CLICK EACH BLU-RAY CAPTURE TO SEE ALL IMAGES IN FULL 1920X1080 RESOLUTION

 

 

 

 

 

 

 

 

 

 

 

 

 

Audio & Music: 8/7
No such complaints are present in Warner’s aggressive soundscape, made that much more vivid in DTS-HD MA. This is a movie with a number of lengthy action pieces with more effects than you can shake a cape at – crashing, zinging, exploding and whooshing. There’s plenty of gunfire and falling pieces of buildings, the panned whoosh of a car or plane darting from one side to the other. Perhaps the rear channels are not as engaged as hoped, but I didn’t count it as a defect.

 

 

 

Extras: 7
For those, like myself, relatively unacquainted with the history of The Caped Crusader and his various Boy Wonders, you’ll not want to miss Robin: The Story of Dick Grayson and Robin's Requiem: The Tale of Jason Todd in which a whole platoon of Batman aficianados and artists talk about how Robin came about and Jason Todd in particular. Most interesting. The specs indicate HD, but the PQ could pass for decent standard def. Four 22-minute episodes from “Batman, the Animated Series” are presented, alas, in standard definition: Robin's Reckoning: Parts 1 & 2, The Laughing Fish, and Mad Love. In case you passed on the feature length version, you might want to catch DC Showcase – "Jonah Hex", a 12-minute animated short in HD.

 

Bottom line: 8
Despite a problematic transfer, the story and its animation, voicing, color and production, the slam bang whiz bop audio design and useful bonus features make this a recommended purchase.

Leonard Norwitz
July 24th 2010

 

 

 

 

 

About the Reviewer: I first noticed that some movies were actually "films" back around 1960 when I saw Seven Samurai (in the then popular truncated version), La Strada and The Third Man for the first time. American classics were a later and happy discovery.

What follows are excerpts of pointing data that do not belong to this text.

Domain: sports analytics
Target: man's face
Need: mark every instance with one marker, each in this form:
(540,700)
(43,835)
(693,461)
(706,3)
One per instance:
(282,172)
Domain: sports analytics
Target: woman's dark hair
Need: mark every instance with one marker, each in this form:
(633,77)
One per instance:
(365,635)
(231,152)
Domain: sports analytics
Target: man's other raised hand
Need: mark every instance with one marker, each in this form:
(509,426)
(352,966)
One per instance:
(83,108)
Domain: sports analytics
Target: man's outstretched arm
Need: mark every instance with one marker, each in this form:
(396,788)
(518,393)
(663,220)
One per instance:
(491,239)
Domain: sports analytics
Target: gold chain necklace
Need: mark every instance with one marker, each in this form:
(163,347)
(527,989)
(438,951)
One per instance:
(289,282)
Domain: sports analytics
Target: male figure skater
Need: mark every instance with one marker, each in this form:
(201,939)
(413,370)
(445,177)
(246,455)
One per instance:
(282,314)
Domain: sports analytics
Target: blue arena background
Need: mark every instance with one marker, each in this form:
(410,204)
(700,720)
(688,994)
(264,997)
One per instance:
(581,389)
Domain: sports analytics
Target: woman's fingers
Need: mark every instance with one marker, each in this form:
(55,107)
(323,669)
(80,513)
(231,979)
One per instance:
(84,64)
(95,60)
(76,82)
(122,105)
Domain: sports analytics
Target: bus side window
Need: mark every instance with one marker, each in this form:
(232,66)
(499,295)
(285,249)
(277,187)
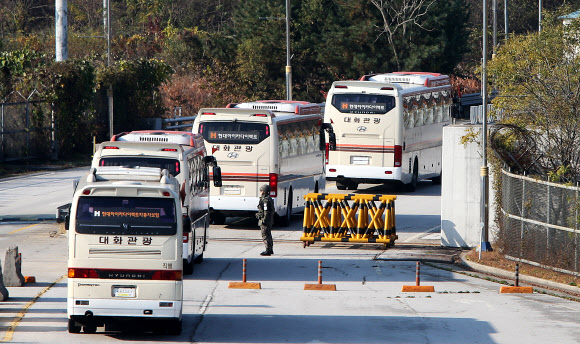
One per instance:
(419,111)
(408,113)
(283,141)
(311,137)
(302,133)
(293,131)
(438,109)
(446,106)
(428,103)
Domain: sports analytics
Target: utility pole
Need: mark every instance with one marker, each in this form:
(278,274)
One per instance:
(61,30)
(484,243)
(288,57)
(540,16)
(107,26)
(494,51)
(505,12)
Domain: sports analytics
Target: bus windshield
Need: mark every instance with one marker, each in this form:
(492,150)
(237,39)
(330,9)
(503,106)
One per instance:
(171,165)
(363,103)
(234,132)
(126,216)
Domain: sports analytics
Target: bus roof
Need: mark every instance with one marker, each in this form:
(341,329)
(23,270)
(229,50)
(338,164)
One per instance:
(263,111)
(160,136)
(288,106)
(411,78)
(128,148)
(107,176)
(383,87)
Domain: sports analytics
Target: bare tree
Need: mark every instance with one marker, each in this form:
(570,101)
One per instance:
(398,15)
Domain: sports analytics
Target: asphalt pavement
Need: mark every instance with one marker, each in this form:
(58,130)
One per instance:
(43,247)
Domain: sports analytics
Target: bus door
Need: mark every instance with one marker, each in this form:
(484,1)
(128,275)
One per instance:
(243,151)
(365,127)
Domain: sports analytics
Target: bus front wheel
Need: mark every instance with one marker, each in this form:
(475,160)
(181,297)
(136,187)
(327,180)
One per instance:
(218,219)
(73,327)
(286,219)
(412,186)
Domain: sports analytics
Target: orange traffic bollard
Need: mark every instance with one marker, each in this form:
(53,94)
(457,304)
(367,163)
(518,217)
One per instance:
(418,287)
(244,284)
(320,286)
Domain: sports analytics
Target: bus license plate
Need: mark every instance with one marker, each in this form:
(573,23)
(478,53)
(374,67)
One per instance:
(232,190)
(123,292)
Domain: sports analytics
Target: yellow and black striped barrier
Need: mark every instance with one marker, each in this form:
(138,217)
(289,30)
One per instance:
(349,218)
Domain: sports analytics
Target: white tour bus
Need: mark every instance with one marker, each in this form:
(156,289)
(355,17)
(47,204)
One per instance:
(125,251)
(279,143)
(389,128)
(183,154)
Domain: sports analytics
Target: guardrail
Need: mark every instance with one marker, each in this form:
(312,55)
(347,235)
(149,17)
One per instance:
(349,218)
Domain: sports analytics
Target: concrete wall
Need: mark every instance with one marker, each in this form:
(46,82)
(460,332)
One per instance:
(461,189)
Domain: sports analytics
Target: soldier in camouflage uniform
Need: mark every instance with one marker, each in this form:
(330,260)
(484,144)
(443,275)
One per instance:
(265,217)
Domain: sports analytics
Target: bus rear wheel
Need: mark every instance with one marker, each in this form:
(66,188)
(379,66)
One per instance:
(218,219)
(188,267)
(412,186)
(287,218)
(73,327)
(346,185)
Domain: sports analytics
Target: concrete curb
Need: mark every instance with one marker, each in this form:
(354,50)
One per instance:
(4,294)
(523,278)
(25,218)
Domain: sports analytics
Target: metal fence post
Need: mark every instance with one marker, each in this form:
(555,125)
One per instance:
(2,133)
(27,128)
(523,216)
(548,231)
(576,234)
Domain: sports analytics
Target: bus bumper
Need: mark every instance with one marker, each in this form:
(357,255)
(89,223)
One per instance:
(366,174)
(99,309)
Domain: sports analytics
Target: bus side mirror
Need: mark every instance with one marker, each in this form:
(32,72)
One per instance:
(217,176)
(331,141)
(210,159)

My earliest teacher in Aesthetics was Alexander Sesonske, who encouraged the comparison of unlike objects. He opened my mind to the study of art in a broader sense, rather than of technique or the gratification of instantaneous events. My take on video, or audio for that matter – about which I feel more competent – is not particularly technical. Rather it is aesthetic, perceptual, psychological and strongly influenced by temporal considerations in much the same way as music. I hope you will find my musings entertaining and informative, fun, interactive and very much a work in progress.